Binary Numbers and Floating Point Representation

Posted on Mar 19, 2025 in Computers

1. Binary Number Systems

Binary Basics:
- Each digit (bit) is either 0 or 1.
- Binary numbers are used to represent all data in computers.
- Example: 1011 in binary is 11 in decimal.
Binary to Decimal Conversion:
- Each bit represents a power of 2.
- Example: 1011 = 1×2³ + 0×2² + 1×2¹ + 1×2⁰ = 11.
Decimal to Binary Conversion:
- Divide by 2 and record remainders.
- Example: 11 in decimal is 1011 in binary.

Unsigned Integers (B2U):
- Represents non-negative numbers.
- Range: 0 to 2^w – 1 (where w is the number of bits).
- Example: 4 bits can represent 0 to 15.
Signed Integers (B2T – Two’s Complement):
- Represents both positive and negative numbers.
- Range: -2^w-1 to 2^w-1 – 1.
- Negation: Invert bits and add 1.
- Example: 1101 in 4-bit two’s complement is -3.
Overflow:
- Occurs when a result exceeds the representable range.
- Example: Adding 10 + 7 in 4-bit unsigned results in 1 (overflow).

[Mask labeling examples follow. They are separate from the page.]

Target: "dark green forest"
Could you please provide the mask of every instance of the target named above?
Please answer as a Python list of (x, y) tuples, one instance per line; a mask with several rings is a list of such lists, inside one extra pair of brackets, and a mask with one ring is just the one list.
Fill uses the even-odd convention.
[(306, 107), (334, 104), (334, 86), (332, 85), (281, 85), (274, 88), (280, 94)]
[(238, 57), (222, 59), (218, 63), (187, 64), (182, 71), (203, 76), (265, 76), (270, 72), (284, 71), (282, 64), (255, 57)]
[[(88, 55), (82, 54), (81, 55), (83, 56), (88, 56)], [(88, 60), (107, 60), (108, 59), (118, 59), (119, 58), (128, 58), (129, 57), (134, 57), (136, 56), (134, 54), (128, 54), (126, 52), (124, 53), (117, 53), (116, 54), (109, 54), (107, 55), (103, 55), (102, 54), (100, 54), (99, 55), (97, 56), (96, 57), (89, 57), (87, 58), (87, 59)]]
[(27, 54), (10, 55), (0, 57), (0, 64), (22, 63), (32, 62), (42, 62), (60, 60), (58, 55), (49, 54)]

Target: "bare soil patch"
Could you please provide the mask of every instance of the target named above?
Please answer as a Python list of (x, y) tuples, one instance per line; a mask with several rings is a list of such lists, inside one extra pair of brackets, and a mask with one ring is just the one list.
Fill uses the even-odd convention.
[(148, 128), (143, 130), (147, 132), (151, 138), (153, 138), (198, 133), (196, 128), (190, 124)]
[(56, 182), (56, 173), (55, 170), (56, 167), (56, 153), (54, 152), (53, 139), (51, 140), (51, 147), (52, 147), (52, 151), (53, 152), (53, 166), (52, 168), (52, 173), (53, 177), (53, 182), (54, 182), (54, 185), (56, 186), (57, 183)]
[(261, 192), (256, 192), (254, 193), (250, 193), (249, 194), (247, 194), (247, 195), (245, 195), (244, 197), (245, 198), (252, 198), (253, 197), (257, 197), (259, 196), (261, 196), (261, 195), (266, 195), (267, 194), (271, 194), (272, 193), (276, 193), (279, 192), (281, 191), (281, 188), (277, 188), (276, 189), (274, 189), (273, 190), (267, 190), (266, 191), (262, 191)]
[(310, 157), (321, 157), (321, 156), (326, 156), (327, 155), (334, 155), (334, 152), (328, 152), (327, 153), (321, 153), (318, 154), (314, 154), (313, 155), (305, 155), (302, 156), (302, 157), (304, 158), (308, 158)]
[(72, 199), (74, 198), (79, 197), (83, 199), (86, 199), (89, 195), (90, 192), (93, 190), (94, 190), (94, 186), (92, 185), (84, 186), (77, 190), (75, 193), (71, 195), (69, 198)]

Fractional Binary Representation:
- Bits to the right of the binary point represent negative powers of 2.
- Example: 101.101 = 1×2² + 0×2¹ + 1×2⁰ + 1×2^-1 + 0×2^-2 + 1×2^-3 = 5.625.
Precision Limitation:
- Only numbers of the form x/2^k can be exactly represented.
- Example: 1/3 cannot be exactly represented in binary.

Floating Point Representation:
- Sign bit (s): Determines if the number is negative or positive.
- Significand (M): Fractional value in the range [1.0, 2.0).
- Exponent (E): Weights the value by a power of 2.
- Formula: v = (-1)^s × M × 2^E.
Normalized Values:
- Exponent is neither all 0s nor all 1s.
- Example: 0100 0110 0110 1101 1011 0100 0000 0000 represents 15213.0.
Denormalized Values:
- Exponent is all 0s.
- Used to represent very small numbers close to 0.
Special Values:
- Infinity: Exponent is all 1s, significand is 0.
- NaN (Not a Number): Exponent is all 1s, significand is non-zero.

Addition:
- Align exponents, add significands, and normalize the result.
- Example: 1.5×2³ + 1.25×2¹ = 1.5×2³ + 0.15625×2³ = 1.65625×2³.
Multiplication:
- Multiply significands, add exponents, and normalize the result.
- Example: 1.5×2³ × 1.25×2¹ = 1.875×2⁴.
Rounding:
- Round to nearest even to avoid bias.
- Example: 1.1011 rounded to 3 bits becomes 1.110.

Left Shift (<<):
- Shifts bits to the left, filling with 0s.
- Equivalent to multiplying by 2^k.
- Example: 1010 << 2 = 101000.
Right Shift (>>):
- Shifts bits to the right.
- Logical Shift: Fills with 0s (for unsigned).
- Arithmetic Shift: Replicates the sign bit (for signed).
- Example: 1010 >> 2 = 0010 (logical), 1110 (arithmetic).

Big Endian:
- Most significant byte is stored at the lowest address.
- Example: 0x01234567 is stored as 01 23 45 67.
Little Endian:
- Least significant byte is stored at the lowest address.
- Example: 0x01234567 is stored as 67 45 23 01.

Explicit Casting:
- Convert between data types.
- Example: int x = (int) 3.14;.
Implicit Casting:
- Automatically converts types in expressions.
- Example: int x = 3.14; (truncates to 3).

Commutativity:
- Addition and multiplication are commutative.
- Example: a + b = b + a, a × b = b × a.
Associativity:
- Addition and multiplication are not associative due to rounding errors.
- Example: (a + b) + c ≠ a + (b + c).
Distributivity:
- Multiplication does not distribute over addition due to rounding.
- Example: a × (b + c) ≠ a × b + a × c.

Precision vs. Range:
- Floating point offers a trade-off between precision and range.
- Higher precision for small numbers, lower precision for large numbers.
Overflow and Underflow:
- Be cautious of overflow in integer arithmetic and underflow in floating point.
Bitwise Operations:
- Useful for low-level manipulation but requires careful handling of overflow and sign.